On November 9, following Trump's defeat, Chapman said he would "reassume [his] post as President of the Proud Boys", though it is not evident that he has ever been president of the organization. Chapman cited Tarrio's "failure... to conduct himself with honor and courage on the battlefield" as one of the reasons for the coup. Chapman announced that the group, which had previously denied being a racist or white supremacist organization, would take on an explicitly white supremacist direction, and that he intended to refocus the organization on the issues of "white genocide" and the "failures of multiculturalism". Chapman also directed racial slurs at Tarrio, who is black and Latino, and suggested he had been appointed the chairman of the group because of tokenism. Chapman made what The Daily Dot has described as a "thinly-veiled vow to violently overthrow the government and replace it with a white supremacist fascist regime", referencing the neo-fascist Third Position ideologies. He also announced that he would change the logo and rename the group to the "Proud Goys", a term used among the far-right to signal antisemitism.

The attempted coup was not successful. Tarrio remained the chairman of the Proud Boys, and the Proud Goys name has not been adopted outside of Chapman's social media. Tarrio has said he does not think Chapman's attempted takeover would succeed, and that he thought Chapman was drunk and joking when he made the posts. Chapman made a comment saying he had been joking, though he later deleted it and said that he was serious about taking over the group.

The attempted takeover and its subsequent denial by Tarrio has been described by The Daily Dot as "infighting" and a "disintegration" of the group following Trump's defeat; The Daily Beast has called the events a "meltdown".

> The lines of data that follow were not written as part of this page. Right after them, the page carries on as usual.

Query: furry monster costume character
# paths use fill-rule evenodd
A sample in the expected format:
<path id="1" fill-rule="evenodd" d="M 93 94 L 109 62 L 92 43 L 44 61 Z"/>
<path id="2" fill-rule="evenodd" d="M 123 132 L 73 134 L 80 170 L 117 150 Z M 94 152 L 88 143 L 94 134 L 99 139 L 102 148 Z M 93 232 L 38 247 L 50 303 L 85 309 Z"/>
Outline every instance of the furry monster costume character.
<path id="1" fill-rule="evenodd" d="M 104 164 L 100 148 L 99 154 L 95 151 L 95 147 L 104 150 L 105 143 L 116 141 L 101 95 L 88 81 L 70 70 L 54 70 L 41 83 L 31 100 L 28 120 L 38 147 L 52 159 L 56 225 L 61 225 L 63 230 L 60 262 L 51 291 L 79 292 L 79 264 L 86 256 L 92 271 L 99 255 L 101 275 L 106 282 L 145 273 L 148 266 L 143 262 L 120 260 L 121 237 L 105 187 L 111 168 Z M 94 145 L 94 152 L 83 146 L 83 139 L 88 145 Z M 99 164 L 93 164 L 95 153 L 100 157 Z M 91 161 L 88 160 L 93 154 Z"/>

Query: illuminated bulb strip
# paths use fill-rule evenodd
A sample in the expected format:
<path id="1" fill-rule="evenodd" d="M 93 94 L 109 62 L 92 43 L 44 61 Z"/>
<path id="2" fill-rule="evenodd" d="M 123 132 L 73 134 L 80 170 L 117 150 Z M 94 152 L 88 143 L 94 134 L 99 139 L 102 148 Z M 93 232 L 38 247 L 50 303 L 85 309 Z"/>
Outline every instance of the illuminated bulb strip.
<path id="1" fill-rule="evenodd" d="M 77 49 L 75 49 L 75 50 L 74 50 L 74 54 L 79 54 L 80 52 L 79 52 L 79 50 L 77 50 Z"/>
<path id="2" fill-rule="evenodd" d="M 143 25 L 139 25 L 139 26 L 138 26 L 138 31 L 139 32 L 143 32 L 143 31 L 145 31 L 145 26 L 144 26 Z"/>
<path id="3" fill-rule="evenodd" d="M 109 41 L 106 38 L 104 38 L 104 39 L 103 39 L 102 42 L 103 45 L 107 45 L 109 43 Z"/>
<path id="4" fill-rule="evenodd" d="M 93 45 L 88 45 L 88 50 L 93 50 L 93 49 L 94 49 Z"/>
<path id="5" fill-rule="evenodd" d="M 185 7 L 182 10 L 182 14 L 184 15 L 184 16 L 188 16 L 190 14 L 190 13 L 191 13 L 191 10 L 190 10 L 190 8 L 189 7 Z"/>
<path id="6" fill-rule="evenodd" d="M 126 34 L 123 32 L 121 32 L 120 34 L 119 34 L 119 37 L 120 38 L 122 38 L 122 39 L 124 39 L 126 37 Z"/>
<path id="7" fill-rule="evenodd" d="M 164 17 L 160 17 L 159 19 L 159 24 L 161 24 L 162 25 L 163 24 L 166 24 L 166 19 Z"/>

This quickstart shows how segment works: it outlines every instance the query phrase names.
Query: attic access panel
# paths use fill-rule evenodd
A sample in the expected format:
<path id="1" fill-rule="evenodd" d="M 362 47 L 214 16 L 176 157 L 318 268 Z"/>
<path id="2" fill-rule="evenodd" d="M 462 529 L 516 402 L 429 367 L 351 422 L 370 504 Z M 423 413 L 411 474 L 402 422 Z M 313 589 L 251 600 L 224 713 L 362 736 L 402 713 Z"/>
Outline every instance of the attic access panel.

== Arrests and convictions ==
Chapman had several felony convictions prior to his emergence as a figure in the alt-right, including a 2001 grand theft charge in San Diego County and a 1993 robbery conviction in Texas.

Chapman was arrested at the March 4 Trump rally on suspicion of felony assault with a deadly weapon, carrying a concealed dirk or dagger, assault with a taser, and assault with pepper spray. In August 2017, Chapman pleaded no contest to the charge of felony possession of a leaded cane or billy club, and was sentenced to five years of probation. He was also ordered to stay 100 yards away from the Civic Center Plaza and to pay $300 in restitution.

Chapman was arrested again in April 2017 for allegedly fighting a person in Berkeley while filming a promotional video for a rally.

In December 2017, Chapman was pulled over for operating a vehicle off-road and disorderly conduct. He pled guilty to the two misdemeanors and was sentenced to a year of probation and a $500 fine or community service.

In July 2018, Chapman was charged with being a fugitive and was extradited to Texas for charges related to a bar fight that occurred in July 2017 in Austin, Texas, where he hit a man in the face with a wooden bar stool. A witness to the attack recognized Chapman on television when he was advertising a "Texans for American Freedom March" outside the Texas capitol. Chapman pled guilty to aggravated assault, and was sentenced to three years of deferred adjudication, a $10,000 fine, and anger management classes.

On January 12, 2022, Chapman was arrested for assaulting a health care worker in Boise, which is a felony in Idaho. The incident occurred while he was being treated for pneumonia at Saint Alphonsus Regional Medical Center in Boise. While she was changing Chapman's mask, he called her a derogatory name and forcefully grabbed her arm in front of another healthcare worker and two security officers. (Chapman's lawyer would later dispute the number of times the arm was grabbed). In court filings, his lawyer stated that Chapman was in "great medical distress" that had caused him to have a priest administer the last rites. Chapman stated he was having increased difficulty breathing and told police he felt he "was being harassed by medical staff members and was not receiving adequate care." In December 2022, Chapman pleaded guilty to the battery charges and was sentenced to 90 days in jail and ordered to pay $5,615 in restitution.